Fluid dynamics is a complex field that has challenged engineers for centuries, many of the

challenges steam from the restrictions of experimental work. However, it is essential for

many engineering applications to understand the complex flows associated with solid bodies

submersed in a fluid. Of particular interest in this study is the design of underwater vehicles

as they generate complex flow structures during manoeuvring operations that generate

hydrodynamics forces and complex wake fields. Knowledge of these flow structures leads to

the optimisation of the design of such vehicles, ensuring the installed power will be adequate

to overcome the hydrodynamic forces. In addition, understanding eddying flow structures

such as horse shoe vortices, tip vortices and cross flow vortices are essential to minimisecavitation and the acoustic signatures generated, while understanding the quality of flow

generated through propeller plane allows for optimisation of the propeller design.

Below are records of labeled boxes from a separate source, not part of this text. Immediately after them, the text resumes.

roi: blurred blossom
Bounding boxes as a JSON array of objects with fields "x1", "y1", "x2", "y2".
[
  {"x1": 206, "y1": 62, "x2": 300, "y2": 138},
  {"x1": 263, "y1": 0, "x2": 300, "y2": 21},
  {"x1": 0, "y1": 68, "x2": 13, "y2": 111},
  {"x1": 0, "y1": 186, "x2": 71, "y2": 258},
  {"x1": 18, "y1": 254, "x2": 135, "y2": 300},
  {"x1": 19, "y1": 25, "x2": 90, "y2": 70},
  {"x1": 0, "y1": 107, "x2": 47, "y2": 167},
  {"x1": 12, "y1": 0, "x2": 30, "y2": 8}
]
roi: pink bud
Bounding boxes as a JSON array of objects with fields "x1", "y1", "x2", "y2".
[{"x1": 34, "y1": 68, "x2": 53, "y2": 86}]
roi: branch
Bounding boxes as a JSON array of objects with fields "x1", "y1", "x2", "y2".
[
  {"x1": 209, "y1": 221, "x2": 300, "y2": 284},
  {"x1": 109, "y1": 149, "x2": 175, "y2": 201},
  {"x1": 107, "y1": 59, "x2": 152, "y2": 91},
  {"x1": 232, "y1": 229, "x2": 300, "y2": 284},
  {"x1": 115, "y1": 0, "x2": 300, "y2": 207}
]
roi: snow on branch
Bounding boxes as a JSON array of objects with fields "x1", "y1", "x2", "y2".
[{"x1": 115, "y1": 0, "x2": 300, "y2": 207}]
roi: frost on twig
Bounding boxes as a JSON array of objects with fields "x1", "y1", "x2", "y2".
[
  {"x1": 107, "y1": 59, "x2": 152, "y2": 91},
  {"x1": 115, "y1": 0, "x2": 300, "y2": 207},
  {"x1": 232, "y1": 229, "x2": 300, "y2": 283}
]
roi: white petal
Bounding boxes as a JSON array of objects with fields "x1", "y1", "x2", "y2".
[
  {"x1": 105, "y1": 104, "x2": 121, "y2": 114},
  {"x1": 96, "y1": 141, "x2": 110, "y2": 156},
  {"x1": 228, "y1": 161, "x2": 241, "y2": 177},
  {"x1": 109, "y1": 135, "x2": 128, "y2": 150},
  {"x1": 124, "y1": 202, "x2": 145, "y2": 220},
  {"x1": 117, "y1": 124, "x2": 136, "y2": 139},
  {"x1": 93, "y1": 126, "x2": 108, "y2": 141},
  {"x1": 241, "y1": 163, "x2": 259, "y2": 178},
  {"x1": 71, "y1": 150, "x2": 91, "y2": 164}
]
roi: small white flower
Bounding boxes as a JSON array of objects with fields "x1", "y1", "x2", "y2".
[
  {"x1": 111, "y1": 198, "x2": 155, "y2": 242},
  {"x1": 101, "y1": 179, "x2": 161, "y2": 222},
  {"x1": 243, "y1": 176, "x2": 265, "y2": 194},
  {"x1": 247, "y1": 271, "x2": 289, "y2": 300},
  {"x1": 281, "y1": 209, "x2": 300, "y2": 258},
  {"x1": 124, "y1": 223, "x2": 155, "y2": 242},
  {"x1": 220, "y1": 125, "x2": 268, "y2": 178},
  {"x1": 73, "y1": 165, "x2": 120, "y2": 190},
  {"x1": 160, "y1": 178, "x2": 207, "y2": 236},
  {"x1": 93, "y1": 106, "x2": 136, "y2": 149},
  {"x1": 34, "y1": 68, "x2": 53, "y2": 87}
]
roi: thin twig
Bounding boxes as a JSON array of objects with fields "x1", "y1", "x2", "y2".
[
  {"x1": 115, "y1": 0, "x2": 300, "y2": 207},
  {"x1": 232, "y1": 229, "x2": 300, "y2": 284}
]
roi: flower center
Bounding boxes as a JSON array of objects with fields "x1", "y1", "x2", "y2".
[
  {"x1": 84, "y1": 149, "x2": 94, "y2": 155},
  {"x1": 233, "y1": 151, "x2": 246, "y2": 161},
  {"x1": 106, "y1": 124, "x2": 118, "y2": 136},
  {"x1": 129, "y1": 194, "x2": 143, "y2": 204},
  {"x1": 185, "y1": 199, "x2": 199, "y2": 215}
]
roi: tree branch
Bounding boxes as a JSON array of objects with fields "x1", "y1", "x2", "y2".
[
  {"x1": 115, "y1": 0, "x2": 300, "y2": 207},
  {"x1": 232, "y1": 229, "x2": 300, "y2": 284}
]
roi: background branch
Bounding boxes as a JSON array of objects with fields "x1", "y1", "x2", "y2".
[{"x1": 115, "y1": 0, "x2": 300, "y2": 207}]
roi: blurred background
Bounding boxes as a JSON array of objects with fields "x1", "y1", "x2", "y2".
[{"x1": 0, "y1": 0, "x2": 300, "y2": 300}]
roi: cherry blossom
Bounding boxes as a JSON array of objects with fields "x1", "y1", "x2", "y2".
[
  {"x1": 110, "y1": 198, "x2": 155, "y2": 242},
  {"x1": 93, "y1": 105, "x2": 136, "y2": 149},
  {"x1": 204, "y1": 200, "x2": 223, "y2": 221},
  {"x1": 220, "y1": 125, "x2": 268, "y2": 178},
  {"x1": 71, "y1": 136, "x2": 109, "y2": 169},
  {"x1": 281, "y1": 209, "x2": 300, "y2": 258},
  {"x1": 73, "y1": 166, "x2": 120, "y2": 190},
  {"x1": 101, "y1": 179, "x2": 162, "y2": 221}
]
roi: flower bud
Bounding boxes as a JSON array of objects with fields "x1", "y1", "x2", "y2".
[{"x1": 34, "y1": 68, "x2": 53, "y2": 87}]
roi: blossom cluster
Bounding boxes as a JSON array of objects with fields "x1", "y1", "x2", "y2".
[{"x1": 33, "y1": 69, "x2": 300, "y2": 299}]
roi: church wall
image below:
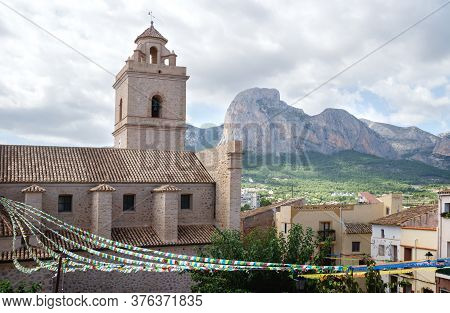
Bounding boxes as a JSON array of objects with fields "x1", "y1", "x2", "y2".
[
  {"x1": 0, "y1": 184, "x2": 215, "y2": 229},
  {"x1": 197, "y1": 141, "x2": 242, "y2": 230}
]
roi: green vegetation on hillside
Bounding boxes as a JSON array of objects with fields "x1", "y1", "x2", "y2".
[{"x1": 243, "y1": 151, "x2": 450, "y2": 204}]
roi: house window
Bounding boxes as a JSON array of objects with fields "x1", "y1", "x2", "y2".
[
  {"x1": 181, "y1": 195, "x2": 192, "y2": 210},
  {"x1": 403, "y1": 248, "x2": 412, "y2": 261},
  {"x1": 123, "y1": 195, "x2": 136, "y2": 212},
  {"x1": 152, "y1": 96, "x2": 161, "y2": 118},
  {"x1": 319, "y1": 222, "x2": 331, "y2": 231},
  {"x1": 119, "y1": 99, "x2": 123, "y2": 121},
  {"x1": 378, "y1": 245, "x2": 385, "y2": 256},
  {"x1": 444, "y1": 203, "x2": 450, "y2": 212},
  {"x1": 58, "y1": 195, "x2": 72, "y2": 212}
]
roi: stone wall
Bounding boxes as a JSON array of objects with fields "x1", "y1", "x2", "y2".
[
  {"x1": 241, "y1": 209, "x2": 275, "y2": 234},
  {"x1": 0, "y1": 184, "x2": 216, "y2": 234},
  {"x1": 0, "y1": 246, "x2": 203, "y2": 293},
  {"x1": 197, "y1": 141, "x2": 242, "y2": 229}
]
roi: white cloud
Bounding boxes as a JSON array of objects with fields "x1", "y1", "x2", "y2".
[{"x1": 0, "y1": 0, "x2": 450, "y2": 145}]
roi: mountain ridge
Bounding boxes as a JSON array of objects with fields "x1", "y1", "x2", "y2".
[{"x1": 186, "y1": 88, "x2": 450, "y2": 169}]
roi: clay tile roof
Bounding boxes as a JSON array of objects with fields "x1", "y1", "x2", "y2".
[
  {"x1": 0, "y1": 145, "x2": 214, "y2": 184},
  {"x1": 89, "y1": 184, "x2": 116, "y2": 192},
  {"x1": 22, "y1": 185, "x2": 46, "y2": 193},
  {"x1": 345, "y1": 223, "x2": 372, "y2": 234},
  {"x1": 371, "y1": 206, "x2": 437, "y2": 226},
  {"x1": 240, "y1": 198, "x2": 303, "y2": 218},
  {"x1": 359, "y1": 191, "x2": 381, "y2": 204},
  {"x1": 153, "y1": 185, "x2": 181, "y2": 192},
  {"x1": 134, "y1": 23, "x2": 167, "y2": 43}
]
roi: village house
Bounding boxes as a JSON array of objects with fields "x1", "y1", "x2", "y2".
[
  {"x1": 275, "y1": 192, "x2": 403, "y2": 265},
  {"x1": 371, "y1": 206, "x2": 438, "y2": 292},
  {"x1": 436, "y1": 189, "x2": 450, "y2": 292},
  {"x1": 0, "y1": 22, "x2": 242, "y2": 292}
]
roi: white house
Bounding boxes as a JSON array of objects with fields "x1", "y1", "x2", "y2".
[{"x1": 371, "y1": 206, "x2": 438, "y2": 292}]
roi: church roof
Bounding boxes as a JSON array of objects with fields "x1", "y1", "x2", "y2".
[
  {"x1": 153, "y1": 185, "x2": 181, "y2": 192},
  {"x1": 0, "y1": 145, "x2": 214, "y2": 184},
  {"x1": 89, "y1": 184, "x2": 116, "y2": 192},
  {"x1": 22, "y1": 185, "x2": 46, "y2": 193},
  {"x1": 134, "y1": 22, "x2": 167, "y2": 43}
]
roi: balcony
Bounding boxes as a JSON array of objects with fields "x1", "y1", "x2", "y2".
[{"x1": 317, "y1": 229, "x2": 336, "y2": 241}]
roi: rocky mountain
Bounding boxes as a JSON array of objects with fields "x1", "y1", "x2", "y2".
[
  {"x1": 185, "y1": 125, "x2": 223, "y2": 151},
  {"x1": 186, "y1": 88, "x2": 450, "y2": 169}
]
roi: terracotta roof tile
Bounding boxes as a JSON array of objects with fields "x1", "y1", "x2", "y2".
[
  {"x1": 359, "y1": 191, "x2": 381, "y2": 204},
  {"x1": 371, "y1": 206, "x2": 437, "y2": 226},
  {"x1": 152, "y1": 185, "x2": 181, "y2": 192},
  {"x1": 345, "y1": 223, "x2": 372, "y2": 234},
  {"x1": 0, "y1": 145, "x2": 214, "y2": 183},
  {"x1": 22, "y1": 185, "x2": 46, "y2": 193},
  {"x1": 240, "y1": 198, "x2": 303, "y2": 218}
]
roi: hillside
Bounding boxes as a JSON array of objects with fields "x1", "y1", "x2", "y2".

Experimental work with scale models in test basins, wind tunnels, and rotating arm facilities

can be used to determine these critical flow characteristics. Model testing, however, can be

timely and expensive, with challenges to obtain visual representation of the vortices and

streamlines.

CFD is an alternative to model testing, and can help to gain insight into these critical fluid

characteristics of underwater vehicles. CFD uses the fundamental equations of fluid

dynamics (Naiver Stokes Equations) to obtain the hydrodynamic coefficients of the vehicles

and the associated flow characteristics.

Experimental work is associated with a degree of uncertainty due to the limitations of the

user and accuracy of the equipment being used; on the other hand most commercial CFD

codes are based on assumptions used to simplify the equations, and hence are also

associated with a degree of uncertainty. For this reason it is imperative that both methods

are employed to ensure validation between results.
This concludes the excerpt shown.